Perante cada coisa o que o sonhador deve procurar sentir é a nitída indiferença que ela, no que coisa, lhe causa.
Saber, com um imediato instinto, abstrair de cada objecto ou acontecimento o que ele pode ter de sonhável, deixando morto no Mundo Exterior tudo quanto ele tem de real — eis o que o sábio deve procurar realizar em si próprio.
Nunca sentir sinceramente os seus próprios sentimentos e elevar o seu pálido triunfo ao ponto de olhar indiferentemente para as suas próprias ambições, ânsias e desejos; passar pelas suas alegrias e angústias como quem passa por o que não lhe interessa.
O maior domínio de si próprio é a indiferença por si próprio, tendo-se, alma e corpo, por a casa e a quinta onde o Destino quis que passássemos a nossa vida.
Tratar os seus próprios sonhos e íntimos desejos altivamente, en grand seigneur, pondo uma íntima delicadeza em não reparar neles.

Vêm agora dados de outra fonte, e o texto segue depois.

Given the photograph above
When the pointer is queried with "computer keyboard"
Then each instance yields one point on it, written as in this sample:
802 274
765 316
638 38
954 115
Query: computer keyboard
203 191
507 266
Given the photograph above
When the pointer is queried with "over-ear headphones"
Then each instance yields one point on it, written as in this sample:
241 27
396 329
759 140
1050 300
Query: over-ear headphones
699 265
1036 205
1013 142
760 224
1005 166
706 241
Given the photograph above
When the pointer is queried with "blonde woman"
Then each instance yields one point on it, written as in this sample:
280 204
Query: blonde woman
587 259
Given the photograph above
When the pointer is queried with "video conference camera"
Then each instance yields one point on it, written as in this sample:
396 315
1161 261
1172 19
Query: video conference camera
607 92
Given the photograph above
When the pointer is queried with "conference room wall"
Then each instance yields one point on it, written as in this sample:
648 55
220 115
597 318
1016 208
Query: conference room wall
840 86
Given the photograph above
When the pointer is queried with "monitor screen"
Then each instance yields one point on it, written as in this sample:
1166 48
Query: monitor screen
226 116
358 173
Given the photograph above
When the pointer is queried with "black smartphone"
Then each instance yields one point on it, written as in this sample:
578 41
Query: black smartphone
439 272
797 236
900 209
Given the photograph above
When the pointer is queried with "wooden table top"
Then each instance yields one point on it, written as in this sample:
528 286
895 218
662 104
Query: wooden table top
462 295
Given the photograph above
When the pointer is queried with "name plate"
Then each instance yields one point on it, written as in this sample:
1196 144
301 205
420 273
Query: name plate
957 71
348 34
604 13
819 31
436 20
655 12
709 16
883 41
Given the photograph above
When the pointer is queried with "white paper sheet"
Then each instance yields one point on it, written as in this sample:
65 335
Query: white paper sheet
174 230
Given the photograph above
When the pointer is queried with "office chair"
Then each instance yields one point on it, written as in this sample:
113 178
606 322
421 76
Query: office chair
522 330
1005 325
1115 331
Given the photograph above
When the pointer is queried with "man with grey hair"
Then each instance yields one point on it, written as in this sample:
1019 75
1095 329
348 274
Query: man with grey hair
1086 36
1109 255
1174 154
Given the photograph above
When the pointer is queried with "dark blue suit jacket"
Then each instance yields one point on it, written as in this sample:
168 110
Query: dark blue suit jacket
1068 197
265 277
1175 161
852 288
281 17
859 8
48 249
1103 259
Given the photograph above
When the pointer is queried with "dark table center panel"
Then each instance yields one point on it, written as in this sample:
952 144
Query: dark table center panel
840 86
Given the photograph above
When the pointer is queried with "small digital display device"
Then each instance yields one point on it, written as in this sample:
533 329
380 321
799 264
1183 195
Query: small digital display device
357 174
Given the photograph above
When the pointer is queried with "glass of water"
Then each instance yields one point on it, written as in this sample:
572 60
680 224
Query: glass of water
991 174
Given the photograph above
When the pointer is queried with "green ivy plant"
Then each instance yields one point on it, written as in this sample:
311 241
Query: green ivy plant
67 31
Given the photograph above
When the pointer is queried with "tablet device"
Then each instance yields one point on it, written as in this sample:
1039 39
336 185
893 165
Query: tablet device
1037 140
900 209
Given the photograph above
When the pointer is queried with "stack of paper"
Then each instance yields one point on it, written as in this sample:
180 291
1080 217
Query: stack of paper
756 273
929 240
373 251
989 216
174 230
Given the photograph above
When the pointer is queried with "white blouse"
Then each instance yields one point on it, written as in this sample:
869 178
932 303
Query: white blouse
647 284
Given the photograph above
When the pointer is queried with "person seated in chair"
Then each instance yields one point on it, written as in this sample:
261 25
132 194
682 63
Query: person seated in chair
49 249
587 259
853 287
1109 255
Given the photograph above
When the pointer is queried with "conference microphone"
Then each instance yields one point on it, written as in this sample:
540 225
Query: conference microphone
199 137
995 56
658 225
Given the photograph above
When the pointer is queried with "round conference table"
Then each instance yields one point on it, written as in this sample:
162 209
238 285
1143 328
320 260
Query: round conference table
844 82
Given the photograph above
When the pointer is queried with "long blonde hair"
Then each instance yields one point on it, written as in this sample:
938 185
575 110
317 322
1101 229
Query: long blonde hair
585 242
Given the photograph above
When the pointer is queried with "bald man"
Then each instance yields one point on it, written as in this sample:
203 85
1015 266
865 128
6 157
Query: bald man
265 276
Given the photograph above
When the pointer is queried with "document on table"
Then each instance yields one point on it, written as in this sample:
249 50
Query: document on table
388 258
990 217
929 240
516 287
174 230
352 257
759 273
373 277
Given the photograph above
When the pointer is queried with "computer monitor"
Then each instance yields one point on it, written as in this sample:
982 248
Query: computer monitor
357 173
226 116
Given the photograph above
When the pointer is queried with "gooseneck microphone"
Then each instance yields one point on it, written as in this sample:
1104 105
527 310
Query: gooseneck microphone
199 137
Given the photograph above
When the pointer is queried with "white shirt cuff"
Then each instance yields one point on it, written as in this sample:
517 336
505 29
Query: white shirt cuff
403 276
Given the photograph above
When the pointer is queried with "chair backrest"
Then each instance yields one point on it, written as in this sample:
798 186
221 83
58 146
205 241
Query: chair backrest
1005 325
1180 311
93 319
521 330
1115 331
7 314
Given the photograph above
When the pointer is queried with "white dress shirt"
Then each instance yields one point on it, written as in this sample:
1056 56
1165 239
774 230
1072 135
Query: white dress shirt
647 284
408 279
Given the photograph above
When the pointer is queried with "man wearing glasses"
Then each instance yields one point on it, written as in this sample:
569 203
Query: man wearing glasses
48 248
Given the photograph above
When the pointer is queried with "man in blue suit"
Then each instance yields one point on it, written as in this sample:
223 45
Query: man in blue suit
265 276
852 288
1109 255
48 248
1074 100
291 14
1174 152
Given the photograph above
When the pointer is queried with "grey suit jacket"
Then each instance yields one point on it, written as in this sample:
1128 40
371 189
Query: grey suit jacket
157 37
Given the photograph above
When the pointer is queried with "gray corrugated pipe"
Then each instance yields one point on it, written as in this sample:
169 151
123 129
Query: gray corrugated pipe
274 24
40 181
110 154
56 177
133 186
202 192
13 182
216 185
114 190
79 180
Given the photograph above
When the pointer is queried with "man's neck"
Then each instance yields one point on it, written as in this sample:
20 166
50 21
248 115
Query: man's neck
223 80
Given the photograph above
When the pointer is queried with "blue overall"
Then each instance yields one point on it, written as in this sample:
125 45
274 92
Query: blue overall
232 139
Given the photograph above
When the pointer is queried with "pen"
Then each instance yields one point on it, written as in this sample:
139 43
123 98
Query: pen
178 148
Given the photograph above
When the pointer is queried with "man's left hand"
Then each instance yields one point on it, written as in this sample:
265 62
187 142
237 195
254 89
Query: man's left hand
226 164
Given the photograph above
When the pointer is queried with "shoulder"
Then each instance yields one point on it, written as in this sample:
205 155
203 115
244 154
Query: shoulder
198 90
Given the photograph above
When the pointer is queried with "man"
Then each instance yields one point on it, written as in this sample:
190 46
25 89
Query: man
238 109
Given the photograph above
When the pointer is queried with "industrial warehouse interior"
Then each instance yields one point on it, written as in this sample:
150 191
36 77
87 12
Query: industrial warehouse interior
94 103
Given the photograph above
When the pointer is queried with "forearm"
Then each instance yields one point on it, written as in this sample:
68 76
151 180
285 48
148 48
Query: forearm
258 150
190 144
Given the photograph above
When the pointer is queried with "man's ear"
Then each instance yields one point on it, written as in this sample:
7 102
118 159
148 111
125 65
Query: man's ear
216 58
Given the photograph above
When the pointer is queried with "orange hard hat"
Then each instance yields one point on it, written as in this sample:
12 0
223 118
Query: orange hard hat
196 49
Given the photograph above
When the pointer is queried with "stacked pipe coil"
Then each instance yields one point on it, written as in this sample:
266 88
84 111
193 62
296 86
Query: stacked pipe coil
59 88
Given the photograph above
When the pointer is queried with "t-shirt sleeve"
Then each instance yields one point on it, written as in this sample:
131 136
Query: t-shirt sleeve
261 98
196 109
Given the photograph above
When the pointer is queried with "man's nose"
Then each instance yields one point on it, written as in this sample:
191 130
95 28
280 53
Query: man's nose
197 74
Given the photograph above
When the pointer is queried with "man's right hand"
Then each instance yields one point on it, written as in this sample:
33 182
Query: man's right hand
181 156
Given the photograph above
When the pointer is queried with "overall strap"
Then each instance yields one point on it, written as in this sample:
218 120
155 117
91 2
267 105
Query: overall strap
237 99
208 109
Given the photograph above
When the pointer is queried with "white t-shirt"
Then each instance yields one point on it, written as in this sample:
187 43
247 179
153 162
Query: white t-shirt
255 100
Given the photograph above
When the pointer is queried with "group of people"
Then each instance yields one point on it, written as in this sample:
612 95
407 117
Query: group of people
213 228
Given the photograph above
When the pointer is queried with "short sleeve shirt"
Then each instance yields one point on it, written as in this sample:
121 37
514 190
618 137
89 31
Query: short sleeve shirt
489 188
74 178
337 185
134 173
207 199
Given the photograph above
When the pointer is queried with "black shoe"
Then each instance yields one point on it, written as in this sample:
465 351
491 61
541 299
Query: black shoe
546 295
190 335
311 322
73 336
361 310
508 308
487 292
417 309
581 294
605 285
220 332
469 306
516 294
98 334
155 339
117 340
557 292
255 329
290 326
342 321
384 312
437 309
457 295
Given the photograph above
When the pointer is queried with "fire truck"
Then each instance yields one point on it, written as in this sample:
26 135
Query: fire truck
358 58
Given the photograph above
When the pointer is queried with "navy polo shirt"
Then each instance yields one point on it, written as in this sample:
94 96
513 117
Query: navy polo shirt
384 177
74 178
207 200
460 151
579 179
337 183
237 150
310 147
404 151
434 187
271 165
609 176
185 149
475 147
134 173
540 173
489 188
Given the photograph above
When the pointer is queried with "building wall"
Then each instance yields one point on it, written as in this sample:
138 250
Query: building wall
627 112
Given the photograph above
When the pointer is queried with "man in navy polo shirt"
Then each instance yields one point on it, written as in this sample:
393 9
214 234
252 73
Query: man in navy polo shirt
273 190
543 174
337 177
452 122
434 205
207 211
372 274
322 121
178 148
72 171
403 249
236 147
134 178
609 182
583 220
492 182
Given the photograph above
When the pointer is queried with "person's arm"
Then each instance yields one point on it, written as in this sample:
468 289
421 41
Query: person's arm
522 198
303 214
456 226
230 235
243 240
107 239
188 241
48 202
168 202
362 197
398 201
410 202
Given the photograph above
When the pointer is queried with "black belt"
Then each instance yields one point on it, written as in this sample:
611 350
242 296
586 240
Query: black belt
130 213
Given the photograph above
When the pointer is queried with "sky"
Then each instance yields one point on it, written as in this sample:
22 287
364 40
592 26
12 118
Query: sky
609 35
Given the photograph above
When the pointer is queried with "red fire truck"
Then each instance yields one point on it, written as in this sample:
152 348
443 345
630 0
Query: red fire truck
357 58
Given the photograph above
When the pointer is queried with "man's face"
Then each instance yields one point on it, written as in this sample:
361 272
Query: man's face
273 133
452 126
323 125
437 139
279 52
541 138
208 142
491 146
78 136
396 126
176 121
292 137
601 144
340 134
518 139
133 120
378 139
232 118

Ter o pudor de si próprio; perceber que na nossa presença não estamos sós, que somos testemunhas de nós mesmos, e que por isso importa agir perante nós mesmos como perante um estranho, com uma estudada e serena linha exterior, indiferente porque fidalga, e fria porque indiferente.
Para não descermos aos nossos próprios olhos, basta que nos habituemos a não ter nem ambições, nem paixões, nem desejos, nem esperanças, nem impulsos, nem desassossegos. Para conseguir isto lembremo-nos sempre que estamos sempre em presença nossa, que nunca estamos sós, para que possamos estar à vontade. E assim dominaremos o ter paixões e ambições, porque paixões e ambições são desescudarmo-nos; não teremos desejos nem esperanças, porque desejos e esperanças são gestos baixos e deselegantes; nem teremos impulsos e desassossegos porque a precipitação é uma indelicadeza para com os olhares dos outros, e a impaciência é sempre uma grosseria.
O aristocrata é aquele que nunca esquece que nunca está só; por isso as praxes e os protocolos são /apanágio/ das aristocracias. Interiorizemos o aristocrata. Arranquemo-lo aos salões e /aos jardins/ passando-o para o nosso pensamento e para a nossa consciência de existirmos. Estejamos sempre diante de nós em protocolos e praxes, em gestos estudados e para-os-outros.
Cada um de nós é uma sociedade inteira, todo um bairro a Deus, convém que ao menos tornemos elegante e distinta a vida desse bairro, que nas festas das nossas sensações haja requinte e recato, e pompa sóbria e cortesã nos banquetes dos nossos pensamentos.
Em torno a nós poderão as outras almas erguerem
os seus bairros sujos e pobres; marquemos nitidamente
onde o nosso acaba e começa, e que desde a frontaria dos
nossos prédios até às alcovas das nossas timidezes, tudo
seja fidalgo e sereno, esculpido numa elegância ou surdina de exibição.
Saber encontrar a cada sensação o modo sereno de ela se realizar. Fazer o amor resumir-se apenas a uma sombra de ser sonho de amor, pálido e trémulo intervalo entre os cimos de duas pequenas ondas onde o luar bata. Tornar o desejo uma coisa inútil e inofensiva, no como que sorriso delicado da alma a sós consigo própria; fazer dela uma coisa que nunca pense em realizar-se nem em dizer-se. Ao ódio adormecê-lo como a uma serpente prisioneira, e dizer ao medo que dos seus gestos guarde apenas a agonia no olhar, e no olhar da nossa alma, única atitude compatível com ser estética.